"Simply marvelous tour," he said. "You'll see a bit of it all. Turnberry, for example, pitched right there on the Firth of Clyde. Tees practically hanging on the water like Pebble. And Prestwick with those slender fairways and blind shots, and seven bloody 5 pars. Too outdated for the Open Championship, of course, but mind you, the Pine Valley of Scotland in a way. And wonderful Old Troon. The Postage Stamp green. One of the first sharp-angled doglegs. I say, Arnie argued a good case there, didn't he?"
"Aye," I said.
"Then to the East Coast. That's your story," Keith said. "You'll quarter in The Old Course Hotel, naturally, right where the railway sheds were on the Road Hole. Walk out on your terrace and spit in the Principal's Nose, by Jove. With the new bridge you can reach Carnoustie in an hour now. Good old somber Carnoustie, the Barry Burn and all that. And then, of course, there's Muirfield. Marvelous place, Muirfield. Not a burn on it, you see. Just 165 bunkers. You'll see a bit of sand there, I'd guess."
"Aye, Aye," I said.
"Best of luck," he said. "See you at St. Andrews. We'll have a bit of port. It goes well in the Big Room."

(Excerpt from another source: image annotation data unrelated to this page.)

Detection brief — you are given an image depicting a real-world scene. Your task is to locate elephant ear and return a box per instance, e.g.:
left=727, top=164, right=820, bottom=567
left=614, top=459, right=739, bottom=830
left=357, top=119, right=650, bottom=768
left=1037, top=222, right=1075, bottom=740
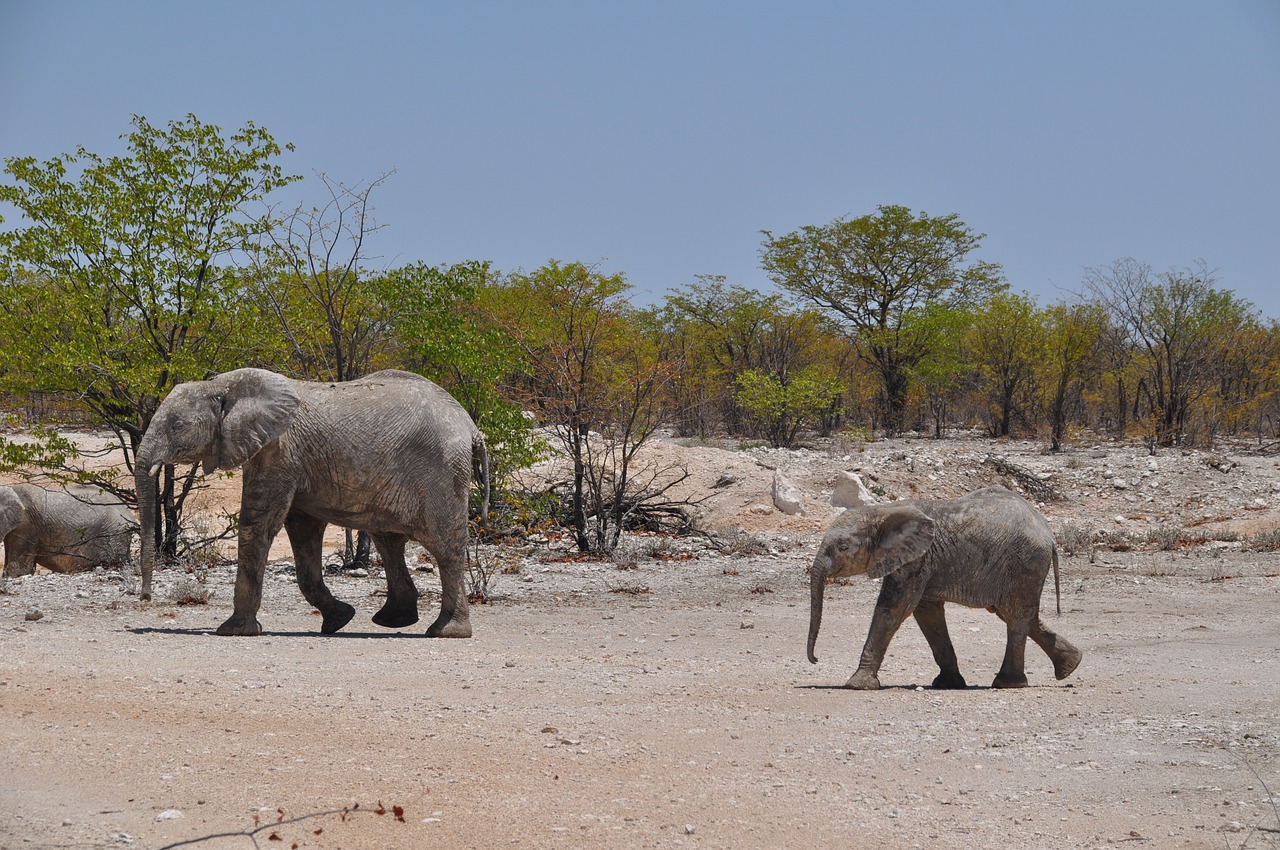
left=205, top=369, right=298, bottom=472
left=867, top=504, right=934, bottom=579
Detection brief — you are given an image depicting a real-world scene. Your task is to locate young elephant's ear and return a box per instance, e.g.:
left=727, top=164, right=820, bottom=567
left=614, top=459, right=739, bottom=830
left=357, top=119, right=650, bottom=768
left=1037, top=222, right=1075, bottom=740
left=867, top=504, right=934, bottom=579
left=205, top=369, right=298, bottom=472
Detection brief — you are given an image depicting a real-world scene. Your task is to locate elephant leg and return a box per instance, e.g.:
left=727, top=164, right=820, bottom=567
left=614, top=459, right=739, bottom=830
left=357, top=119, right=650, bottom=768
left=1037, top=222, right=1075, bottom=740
left=218, top=489, right=291, bottom=636
left=284, top=513, right=356, bottom=635
left=1030, top=617, right=1084, bottom=678
left=371, top=534, right=417, bottom=629
left=4, top=534, right=36, bottom=579
left=915, top=602, right=966, bottom=690
left=845, top=573, right=924, bottom=690
left=422, top=524, right=471, bottom=638
left=991, top=611, right=1037, bottom=687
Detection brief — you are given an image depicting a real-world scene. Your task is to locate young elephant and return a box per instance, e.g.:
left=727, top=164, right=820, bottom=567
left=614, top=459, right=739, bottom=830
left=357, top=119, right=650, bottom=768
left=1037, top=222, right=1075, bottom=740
left=134, top=369, right=489, bottom=638
left=809, top=486, right=1082, bottom=690
left=0, top=484, right=138, bottom=576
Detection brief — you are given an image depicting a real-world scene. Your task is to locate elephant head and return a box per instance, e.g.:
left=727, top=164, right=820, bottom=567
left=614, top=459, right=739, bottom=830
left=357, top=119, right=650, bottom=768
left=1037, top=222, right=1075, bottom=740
left=0, top=486, right=27, bottom=540
left=809, top=504, right=936, bottom=663
left=133, top=369, right=298, bottom=599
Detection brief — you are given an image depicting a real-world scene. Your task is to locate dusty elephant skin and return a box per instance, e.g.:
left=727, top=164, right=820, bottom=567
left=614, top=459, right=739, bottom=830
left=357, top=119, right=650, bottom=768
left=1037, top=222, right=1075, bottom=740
left=808, top=486, right=1082, bottom=690
left=0, top=484, right=137, bottom=576
left=136, top=369, right=488, bottom=638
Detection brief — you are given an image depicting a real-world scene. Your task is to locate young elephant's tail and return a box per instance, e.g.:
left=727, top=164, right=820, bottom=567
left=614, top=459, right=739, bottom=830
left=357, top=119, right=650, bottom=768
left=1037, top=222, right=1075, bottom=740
left=1053, top=543, right=1062, bottom=614
left=471, top=428, right=489, bottom=525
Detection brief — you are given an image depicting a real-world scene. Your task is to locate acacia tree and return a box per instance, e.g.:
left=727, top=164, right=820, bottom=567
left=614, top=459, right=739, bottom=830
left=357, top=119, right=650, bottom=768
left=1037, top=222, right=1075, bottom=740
left=972, top=292, right=1044, bottom=437
left=1084, top=257, right=1257, bottom=451
left=494, top=260, right=677, bottom=552
left=253, top=174, right=392, bottom=381
left=760, top=206, right=1005, bottom=430
left=660, top=275, right=844, bottom=444
left=0, top=115, right=294, bottom=557
left=378, top=261, right=544, bottom=488
left=1042, top=302, right=1107, bottom=452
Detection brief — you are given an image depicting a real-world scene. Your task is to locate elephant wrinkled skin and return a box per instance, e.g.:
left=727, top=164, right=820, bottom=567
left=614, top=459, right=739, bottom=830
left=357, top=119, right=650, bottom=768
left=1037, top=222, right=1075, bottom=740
left=0, top=484, right=137, bottom=576
left=136, top=369, right=489, bottom=638
left=809, top=486, right=1082, bottom=690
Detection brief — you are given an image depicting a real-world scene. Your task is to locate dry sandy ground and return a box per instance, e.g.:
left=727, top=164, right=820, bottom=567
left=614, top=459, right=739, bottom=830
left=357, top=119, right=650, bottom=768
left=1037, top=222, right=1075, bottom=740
left=0, top=440, right=1280, bottom=850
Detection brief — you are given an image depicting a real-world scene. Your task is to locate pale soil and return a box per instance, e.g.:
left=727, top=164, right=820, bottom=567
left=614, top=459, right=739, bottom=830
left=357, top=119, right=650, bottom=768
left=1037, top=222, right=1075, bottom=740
left=0, top=438, right=1280, bottom=849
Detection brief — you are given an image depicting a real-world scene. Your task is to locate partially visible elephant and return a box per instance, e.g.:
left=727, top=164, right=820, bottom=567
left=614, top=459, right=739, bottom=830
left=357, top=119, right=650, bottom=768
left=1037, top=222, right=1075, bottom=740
left=0, top=484, right=138, bottom=576
left=809, top=486, right=1082, bottom=690
left=134, top=369, right=489, bottom=638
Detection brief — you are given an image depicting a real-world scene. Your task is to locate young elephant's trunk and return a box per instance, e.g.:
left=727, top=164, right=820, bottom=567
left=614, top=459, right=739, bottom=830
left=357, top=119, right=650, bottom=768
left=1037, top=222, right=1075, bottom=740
left=133, top=457, right=157, bottom=599
left=809, top=556, right=829, bottom=664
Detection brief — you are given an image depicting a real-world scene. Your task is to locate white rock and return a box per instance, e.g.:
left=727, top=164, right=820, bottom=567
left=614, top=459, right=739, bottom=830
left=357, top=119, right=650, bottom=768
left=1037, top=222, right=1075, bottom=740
left=831, top=472, right=876, bottom=508
left=773, top=470, right=804, bottom=516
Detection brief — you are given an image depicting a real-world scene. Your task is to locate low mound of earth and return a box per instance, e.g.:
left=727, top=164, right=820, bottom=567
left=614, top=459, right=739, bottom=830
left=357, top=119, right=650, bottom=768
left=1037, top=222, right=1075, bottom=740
left=0, top=435, right=1280, bottom=849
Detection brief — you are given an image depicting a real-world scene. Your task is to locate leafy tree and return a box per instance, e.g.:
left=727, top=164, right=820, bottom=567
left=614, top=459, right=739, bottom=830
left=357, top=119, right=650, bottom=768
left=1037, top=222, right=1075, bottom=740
left=660, top=275, right=840, bottom=435
left=253, top=174, right=392, bottom=381
left=379, top=261, right=544, bottom=486
left=0, top=115, right=293, bottom=557
left=1042, top=302, right=1107, bottom=452
left=735, top=366, right=844, bottom=448
left=760, top=206, right=1005, bottom=430
left=495, top=260, right=677, bottom=552
left=1085, top=257, right=1257, bottom=449
left=972, top=292, right=1044, bottom=437
left=910, top=302, right=977, bottom=438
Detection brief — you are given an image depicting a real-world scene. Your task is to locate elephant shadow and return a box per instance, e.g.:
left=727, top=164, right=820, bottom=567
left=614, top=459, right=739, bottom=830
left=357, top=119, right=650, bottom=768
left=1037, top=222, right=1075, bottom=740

For some evil reason, some death wish that perhaps is concealed within us all, the first thing a touring golfer is captivated by in Scotland is the plant life adjacent to all fairways. The heather, whin, bracken and broom. Turn-berry, my first stop, had all of these other landmarks to dwell upon—holes hanging on the Firth of Clyde, as Mackenzie said, the Spitfire runways now bordered by wild flowers, a bird sanctuary on an island off in the distance, the huge hotel on the hill where God Save the Queen reverberates from the orchestra pit in the ballroom at night through all of the tearooms and the RAF monument at the 12th green commemorating those men from Turn-berry's aerial fighting and gunnery school who died in combat. But I was preoccupied with the rough.

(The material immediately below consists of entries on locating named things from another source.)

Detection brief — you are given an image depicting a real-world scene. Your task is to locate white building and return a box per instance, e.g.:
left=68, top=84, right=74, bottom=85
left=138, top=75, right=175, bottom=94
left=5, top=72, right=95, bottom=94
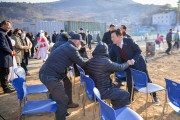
left=152, top=11, right=176, bottom=26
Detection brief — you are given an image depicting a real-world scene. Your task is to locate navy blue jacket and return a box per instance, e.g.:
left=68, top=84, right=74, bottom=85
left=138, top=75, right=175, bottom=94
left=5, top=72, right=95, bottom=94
left=0, top=28, right=13, bottom=68
left=87, top=34, right=92, bottom=43
left=109, top=38, right=146, bottom=71
left=102, top=31, right=112, bottom=45
left=39, top=41, right=87, bottom=79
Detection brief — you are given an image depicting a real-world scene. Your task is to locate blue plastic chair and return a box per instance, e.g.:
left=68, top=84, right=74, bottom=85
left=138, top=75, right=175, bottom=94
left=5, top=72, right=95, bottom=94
left=93, top=87, right=143, bottom=120
left=130, top=68, right=165, bottom=118
left=11, top=78, right=57, bottom=119
left=80, top=72, right=96, bottom=115
left=162, top=78, right=180, bottom=117
left=115, top=71, right=127, bottom=89
left=14, top=67, right=26, bottom=80
left=69, top=65, right=76, bottom=94
left=14, top=67, right=48, bottom=94
left=76, top=64, right=85, bottom=99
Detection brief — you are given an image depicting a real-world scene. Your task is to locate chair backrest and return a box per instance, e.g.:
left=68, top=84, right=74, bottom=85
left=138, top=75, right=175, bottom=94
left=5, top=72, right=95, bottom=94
left=11, top=77, right=27, bottom=101
left=80, top=72, right=95, bottom=101
left=116, top=71, right=126, bottom=78
left=165, top=78, right=180, bottom=108
left=14, top=67, right=26, bottom=80
left=130, top=68, right=148, bottom=87
left=93, top=87, right=116, bottom=120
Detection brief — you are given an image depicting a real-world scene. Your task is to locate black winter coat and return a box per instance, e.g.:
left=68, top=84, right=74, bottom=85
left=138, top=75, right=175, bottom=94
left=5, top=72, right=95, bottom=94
left=40, top=41, right=86, bottom=79
left=87, top=42, right=129, bottom=92
left=0, top=28, right=13, bottom=68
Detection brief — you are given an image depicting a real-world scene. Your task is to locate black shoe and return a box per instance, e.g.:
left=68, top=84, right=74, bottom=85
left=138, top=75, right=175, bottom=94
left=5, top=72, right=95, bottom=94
left=68, top=103, right=79, bottom=108
left=4, top=88, right=15, bottom=93
left=66, top=112, right=71, bottom=118
left=26, top=72, right=31, bottom=76
left=119, top=82, right=124, bottom=86
left=133, top=88, right=138, bottom=92
left=153, top=97, right=159, bottom=103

You find yourself having this running commentary with your caddie as if he's a botanist in his checkered James Cagney cap, his coat and tie and scruffy face that hasn't been shaved since the last air raid. His name is Jimmy or Peter or Ginger or Tip or Cecil and chances are he caddied for Hagen at Hoylake in 1924.
"What am I in here?" I asked my caddie at Turnberry on the very first hole. "Is this gorse?"
"Not likely," he said. "I think that's a bush."
Your caddie is a warm, friendly man who knows his golf. You swing once and he knows your distances. If he says the shot is "a wee seven," you'd better hit it wee-ly or a dozen of you with machetes won't be able to find the ball behind the green.